CS140 -- Lab 7
Lab Objective
This lab is designed to give you practice with:
- using and implementing binary search tree's,
- implementing information hiding using void *'s,
- writing and using software libraries, and
- implementing and traversing general trees
The lab is divided into three parts. The first part has you write a binary search
tree library. The second part has you count the frequency of words in a file and
print out the words and their frequency in alphabetical order. This part is designed
to give you some warm-up practice with binary search trees.
The third part has you lay out a family tree. This part is designed to give you
practice with creating and traversing general purpose trees, and with
using binary search trees.
Lab Materials
- Executables for the test files are in the directory
/home/bvz/cs140/labs/lab7. As usual, if you have
questions about how these programs should work, try these.
- word1 is a test file for word_count and
family1, family2, and family3 are test files
for family_tree.
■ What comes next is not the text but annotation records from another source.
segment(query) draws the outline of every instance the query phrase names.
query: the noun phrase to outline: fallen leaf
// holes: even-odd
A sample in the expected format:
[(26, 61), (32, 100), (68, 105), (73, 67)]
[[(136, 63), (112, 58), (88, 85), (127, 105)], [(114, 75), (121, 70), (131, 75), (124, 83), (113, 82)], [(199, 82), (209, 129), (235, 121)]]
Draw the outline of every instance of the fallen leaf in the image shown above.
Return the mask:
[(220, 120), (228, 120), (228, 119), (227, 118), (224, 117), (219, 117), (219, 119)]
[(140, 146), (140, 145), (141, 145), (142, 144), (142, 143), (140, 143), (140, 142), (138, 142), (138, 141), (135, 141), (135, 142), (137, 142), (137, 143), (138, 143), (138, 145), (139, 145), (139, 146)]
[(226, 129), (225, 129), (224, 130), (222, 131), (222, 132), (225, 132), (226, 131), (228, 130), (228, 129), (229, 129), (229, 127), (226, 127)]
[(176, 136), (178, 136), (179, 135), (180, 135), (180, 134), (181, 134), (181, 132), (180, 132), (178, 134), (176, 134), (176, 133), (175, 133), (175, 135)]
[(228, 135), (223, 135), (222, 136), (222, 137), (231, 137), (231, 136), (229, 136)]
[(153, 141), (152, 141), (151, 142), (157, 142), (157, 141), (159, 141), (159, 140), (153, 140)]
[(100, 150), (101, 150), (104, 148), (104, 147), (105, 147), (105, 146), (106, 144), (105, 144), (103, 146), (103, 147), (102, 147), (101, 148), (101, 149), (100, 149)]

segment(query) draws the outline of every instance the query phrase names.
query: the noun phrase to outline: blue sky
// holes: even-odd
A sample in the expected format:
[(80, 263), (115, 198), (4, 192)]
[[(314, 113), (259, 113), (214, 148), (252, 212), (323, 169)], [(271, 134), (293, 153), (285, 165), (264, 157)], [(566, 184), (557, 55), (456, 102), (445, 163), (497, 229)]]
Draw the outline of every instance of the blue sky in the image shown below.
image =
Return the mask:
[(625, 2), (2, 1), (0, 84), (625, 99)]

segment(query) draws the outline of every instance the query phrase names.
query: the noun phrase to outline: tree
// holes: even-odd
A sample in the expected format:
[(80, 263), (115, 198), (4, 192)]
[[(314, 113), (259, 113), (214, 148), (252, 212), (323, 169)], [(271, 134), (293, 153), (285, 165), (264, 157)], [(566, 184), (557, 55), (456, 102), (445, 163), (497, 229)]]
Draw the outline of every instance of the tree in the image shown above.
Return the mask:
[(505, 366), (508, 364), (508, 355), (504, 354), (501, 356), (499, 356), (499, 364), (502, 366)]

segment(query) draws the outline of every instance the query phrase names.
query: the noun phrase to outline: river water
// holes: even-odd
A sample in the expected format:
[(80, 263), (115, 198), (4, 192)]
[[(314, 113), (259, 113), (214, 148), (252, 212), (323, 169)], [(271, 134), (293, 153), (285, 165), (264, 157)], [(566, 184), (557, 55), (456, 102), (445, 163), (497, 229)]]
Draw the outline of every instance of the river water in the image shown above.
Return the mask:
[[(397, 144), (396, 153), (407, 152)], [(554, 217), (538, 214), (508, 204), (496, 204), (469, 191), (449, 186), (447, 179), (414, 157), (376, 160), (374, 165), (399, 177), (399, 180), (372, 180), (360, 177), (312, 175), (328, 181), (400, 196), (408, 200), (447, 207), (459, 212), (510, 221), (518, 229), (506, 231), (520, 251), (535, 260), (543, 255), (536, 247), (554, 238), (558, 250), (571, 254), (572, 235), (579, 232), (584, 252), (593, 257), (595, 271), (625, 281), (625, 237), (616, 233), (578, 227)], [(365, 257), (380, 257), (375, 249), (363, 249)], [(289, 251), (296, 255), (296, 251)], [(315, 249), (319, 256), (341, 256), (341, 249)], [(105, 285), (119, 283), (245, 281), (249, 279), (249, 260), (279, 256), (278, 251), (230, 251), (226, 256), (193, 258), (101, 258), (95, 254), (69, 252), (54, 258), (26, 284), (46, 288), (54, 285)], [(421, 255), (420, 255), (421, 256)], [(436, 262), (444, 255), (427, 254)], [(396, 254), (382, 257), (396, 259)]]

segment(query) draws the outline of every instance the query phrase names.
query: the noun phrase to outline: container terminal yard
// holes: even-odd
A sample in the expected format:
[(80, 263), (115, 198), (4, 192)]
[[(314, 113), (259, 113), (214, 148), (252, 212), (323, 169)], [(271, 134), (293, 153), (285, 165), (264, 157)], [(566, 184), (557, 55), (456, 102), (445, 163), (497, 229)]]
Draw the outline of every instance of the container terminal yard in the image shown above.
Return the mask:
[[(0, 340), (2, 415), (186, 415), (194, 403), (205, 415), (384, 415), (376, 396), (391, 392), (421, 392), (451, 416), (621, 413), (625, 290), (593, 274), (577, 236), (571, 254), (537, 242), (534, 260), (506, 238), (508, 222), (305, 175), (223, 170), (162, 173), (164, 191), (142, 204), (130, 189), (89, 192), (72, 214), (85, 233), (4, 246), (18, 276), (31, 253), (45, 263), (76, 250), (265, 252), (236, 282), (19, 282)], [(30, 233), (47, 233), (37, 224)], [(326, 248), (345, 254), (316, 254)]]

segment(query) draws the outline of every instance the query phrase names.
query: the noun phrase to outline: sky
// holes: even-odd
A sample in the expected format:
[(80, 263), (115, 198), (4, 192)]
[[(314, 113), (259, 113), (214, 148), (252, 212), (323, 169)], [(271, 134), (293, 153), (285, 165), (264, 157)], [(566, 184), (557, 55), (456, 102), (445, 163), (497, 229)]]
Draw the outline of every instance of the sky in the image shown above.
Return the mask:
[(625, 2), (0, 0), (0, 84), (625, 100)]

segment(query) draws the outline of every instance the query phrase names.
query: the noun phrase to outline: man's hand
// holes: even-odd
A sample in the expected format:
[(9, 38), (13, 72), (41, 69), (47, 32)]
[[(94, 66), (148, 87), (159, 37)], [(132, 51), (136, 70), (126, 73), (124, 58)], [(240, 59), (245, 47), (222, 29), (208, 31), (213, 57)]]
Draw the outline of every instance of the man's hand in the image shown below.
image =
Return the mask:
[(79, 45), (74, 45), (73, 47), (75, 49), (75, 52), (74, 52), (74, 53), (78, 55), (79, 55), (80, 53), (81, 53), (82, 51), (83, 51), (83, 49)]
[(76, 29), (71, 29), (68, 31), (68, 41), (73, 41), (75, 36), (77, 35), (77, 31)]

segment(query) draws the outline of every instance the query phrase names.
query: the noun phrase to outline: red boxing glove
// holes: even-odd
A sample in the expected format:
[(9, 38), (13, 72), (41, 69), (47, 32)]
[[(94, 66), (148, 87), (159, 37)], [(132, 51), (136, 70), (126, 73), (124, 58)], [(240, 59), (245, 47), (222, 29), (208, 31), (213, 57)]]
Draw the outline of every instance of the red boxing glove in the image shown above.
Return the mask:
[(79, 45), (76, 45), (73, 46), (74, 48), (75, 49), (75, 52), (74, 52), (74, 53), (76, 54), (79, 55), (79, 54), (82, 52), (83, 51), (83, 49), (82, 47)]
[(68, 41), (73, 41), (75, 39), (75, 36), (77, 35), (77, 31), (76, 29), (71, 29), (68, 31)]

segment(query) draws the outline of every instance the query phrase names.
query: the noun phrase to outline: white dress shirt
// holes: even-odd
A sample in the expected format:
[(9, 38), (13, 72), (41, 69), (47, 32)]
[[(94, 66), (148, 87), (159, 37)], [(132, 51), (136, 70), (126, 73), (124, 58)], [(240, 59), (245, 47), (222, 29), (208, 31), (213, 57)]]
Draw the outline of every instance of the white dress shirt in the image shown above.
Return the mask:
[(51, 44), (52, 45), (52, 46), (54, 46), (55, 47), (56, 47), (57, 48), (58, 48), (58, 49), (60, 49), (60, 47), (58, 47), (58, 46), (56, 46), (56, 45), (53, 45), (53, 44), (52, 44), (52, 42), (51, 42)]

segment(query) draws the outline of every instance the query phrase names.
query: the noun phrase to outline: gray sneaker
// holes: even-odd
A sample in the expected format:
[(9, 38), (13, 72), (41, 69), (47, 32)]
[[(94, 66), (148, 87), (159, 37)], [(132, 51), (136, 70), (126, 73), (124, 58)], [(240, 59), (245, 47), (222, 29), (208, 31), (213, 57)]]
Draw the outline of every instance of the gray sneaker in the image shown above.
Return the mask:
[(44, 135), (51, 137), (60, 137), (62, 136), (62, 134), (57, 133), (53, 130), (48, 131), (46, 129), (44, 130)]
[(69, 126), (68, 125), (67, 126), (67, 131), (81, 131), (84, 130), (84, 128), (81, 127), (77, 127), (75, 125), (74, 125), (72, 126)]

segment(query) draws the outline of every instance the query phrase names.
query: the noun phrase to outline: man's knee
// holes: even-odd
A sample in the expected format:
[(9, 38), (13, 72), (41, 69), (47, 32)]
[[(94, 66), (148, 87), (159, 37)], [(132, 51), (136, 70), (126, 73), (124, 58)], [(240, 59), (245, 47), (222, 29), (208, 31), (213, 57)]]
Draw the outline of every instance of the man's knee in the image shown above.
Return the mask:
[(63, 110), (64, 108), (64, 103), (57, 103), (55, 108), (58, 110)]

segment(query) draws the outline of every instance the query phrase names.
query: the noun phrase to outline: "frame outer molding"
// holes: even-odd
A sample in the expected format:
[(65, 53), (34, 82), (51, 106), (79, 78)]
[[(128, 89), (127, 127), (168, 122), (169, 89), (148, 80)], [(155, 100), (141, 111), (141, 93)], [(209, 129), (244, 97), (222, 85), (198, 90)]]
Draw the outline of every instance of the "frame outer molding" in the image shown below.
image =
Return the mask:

You should develop your own test files
as well.
- bst_test_option1.c and bst_test_option2.c provide
simple test programs that test your binary search tree library.
Binary Search Tree Library
In this part of the lab you are going to create a binary search tree library that
supports several operations. There are two different interfaces that your library may choose
to support. Choose only one of the two interfaces.
Option 1: Separate Keys and Values
The first option minimizes the number of function pointers you must use by having a separate key
and value for each node in the binary tree:
- void tree_insert(char *key, void *value, void *binary_tree):
Insert the (key, value) pair into the tree in sorted order.
- void *tree_find(char *key, void *binary_tree):
Find the node associated with key in the binary tree and return either
a pointer to that node's value or 0 if the key is not in the tree.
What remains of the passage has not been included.